I have been reading about Factory pattern a lot lately. I am trying to figure out the best way to implement it. In the book C # Agile Principles patterns and practice the recommendation is to create the Factory like this:

public class ShapeFactoryImplementation : ShapeFactory {
    public Shape Make(string name) {
        if (name.Equals("Circle"))
            return new Circle();
        else if (name.Equals("Square"))
            return new Square();
        else
            throw new Exception("ShapeFactory cannot create: {0}", name);
        }
    }

Rather than...

public class ShapeFactoryImplementation : ShapeFactory {
    public Shape MakeCircle() {
        return new Circle();
    }

    public Shape MakeSquare() {
        return new Square();
    }
}

Please tell me what are your thoughts? Or maybe there is a better way to implement the factory pattern?

The main point of the factory pattern is to de-couple the client from the creation of objects.

In your second example, the client has hard-coded the shape to create, such as MakeCircle, and therefore tightly couples the object creation and the client.

In the first version the interface of ShapeFactoryImplementation remains the same. In the second every time you add a new method you have a new interface.

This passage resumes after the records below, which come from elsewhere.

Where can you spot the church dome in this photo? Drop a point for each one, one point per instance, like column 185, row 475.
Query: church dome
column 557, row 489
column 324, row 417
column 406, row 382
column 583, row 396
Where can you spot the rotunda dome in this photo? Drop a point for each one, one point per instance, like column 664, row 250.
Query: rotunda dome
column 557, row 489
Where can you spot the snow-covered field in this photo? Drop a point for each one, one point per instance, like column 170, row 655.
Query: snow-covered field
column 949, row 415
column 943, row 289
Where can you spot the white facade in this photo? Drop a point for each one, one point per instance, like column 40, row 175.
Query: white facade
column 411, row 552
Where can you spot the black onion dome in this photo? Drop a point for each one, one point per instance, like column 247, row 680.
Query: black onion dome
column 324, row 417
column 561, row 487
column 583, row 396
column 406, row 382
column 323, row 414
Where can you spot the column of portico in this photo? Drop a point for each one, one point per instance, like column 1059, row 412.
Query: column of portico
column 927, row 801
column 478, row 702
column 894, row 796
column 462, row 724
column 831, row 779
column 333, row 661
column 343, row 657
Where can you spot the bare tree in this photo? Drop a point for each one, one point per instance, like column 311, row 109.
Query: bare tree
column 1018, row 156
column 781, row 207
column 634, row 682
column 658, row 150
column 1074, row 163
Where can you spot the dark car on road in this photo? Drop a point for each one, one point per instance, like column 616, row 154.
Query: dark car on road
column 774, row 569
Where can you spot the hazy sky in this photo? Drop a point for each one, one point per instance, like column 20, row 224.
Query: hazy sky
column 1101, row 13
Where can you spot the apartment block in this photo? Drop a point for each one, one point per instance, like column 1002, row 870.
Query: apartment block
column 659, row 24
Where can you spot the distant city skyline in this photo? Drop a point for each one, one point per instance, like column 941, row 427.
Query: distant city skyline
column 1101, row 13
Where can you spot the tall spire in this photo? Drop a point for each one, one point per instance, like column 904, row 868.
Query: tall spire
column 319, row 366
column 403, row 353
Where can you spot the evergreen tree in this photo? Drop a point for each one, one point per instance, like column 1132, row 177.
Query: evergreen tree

In my opinion both of these implementations break at least couple of rules, Single Responsibility Principle (ok, you could argue that it's responsible for creation, but IMO that's too broad responsibility) and Open/Closed Principle (every time you add a shape you need to change the class). Not to mention the fact, that the first implementation doesn't allow you to provide parameters for constructors. The way I tend to solve this is to use the following approach:

    public struct ShapeCreationSettings
    {
        public Predicate<string> Predicate;
        public Func<IShapeCreationParams, Shape> Creator;
    }

    public interface IShapeCreationParams
    {}

    public struct CircleCreationParams : IShapeCreationParams
    {
        public CircleCreationParams(int r) : this()
        {
            R = r;
        }

        public int R  { get; private set; }
    }

    public struct SquareCreationParams : IShapeCreationParams
    {
        public SquareCreationParams(int a) : this()
        {
            A = a;
        }

        public int A { get; private set; }

    }

    public class ShapeFactory : IShapeFactory
    {
        protected static List<ShapeCreationSettings> settings = new List<ShapeCreationSettings>();

        static ShapeFactory()
        {
            settings.Add(new ShapeCreationSettings
            {
                Predicate = t => t.Equals("Circle"),
                Creator = p => new Circle(((CircleCreationParams) p).R)
            });
            settings.Add(new ShapeCreationSettings
            {
                Predicate = t => t.Equals("Square"),
                Creator = p => new Square(((SquareCreationParams)p).A)
            });
        }

        public Shape Create(string name, IShapeCreationParams p)
        {
            return settings.FirstOrDefault(s => s.Predicate(name)).Creator(p);
        }
    } 

For the sake of the example, the creation settings are set using static constructor, which still requires the class to change, in real scenario I'd add a AddSettings method for this or rely on IoC container (if it'd provide such functionality).

By doing this you have the advantage of loose coupling (you can change how the objects are actually constructed in separation) and can add new types of shapes anytime you want without even rebuilding the factory. Plus you are able to provide shape-specific creation params to constructors.

Of course considering just this simple example of building shapes this seems over-engineered a little bit, but that's the approach I follow for more complex, real-life scenarios.

The main point of the factory pattern is to de-couple the client from the creation of objects.

In your second example, the client has hard-coded the shape to create, such as MakeCircle, and therefore tightly couples the object creation and the client.

If you think the use of strings in the first method to select the desired shape is ugly, why not use enums?

What the two you list here are called Simple Factory, The first one is better, because creation is mainly decided by parameter not method.

Actually Factory Method Pattern is official, Let's say there is a IFoo, and there are two implementation FooA, FooB as follows:

public interface IFoo
{
}
public class FooA : IFoo
{
}
public class FooB : IFoo
{
}

Then there is a problem when use IFoo in client application - How to create an implementation instance? Coupling exist because client depend on the creation of FooA / FooB, even FooC in feature, so we need de-coupling. We move the creation responsibility of IFoo implementation instance to another interface :

public interface IFooFactory
{
    IFoo CreateFoo();
}

to create FooA, we need:

public class FooAFactory : IFooFactory
{
    public IFoo CreateFoo()
    {
         return new FooA();
    }
}

to create FooB, we need:

public class FooBFactory : IFooFactory
{
    public IFoo CreateFoo()
    {
         return new FooB();
    }
}

The effect here is, when there is a FooC, we do not need to modify existing Factory, we just need to need implement another FooCFactory.

Personally I like the first. It allows you to easily expand the creation list. On the other hand the second relies on distinct methods to create new objects. If you add a method for a new shape it will break the ABI. You should change those methods to protected so new additions will keep the public interface and derived classes can still change how objects are constructed.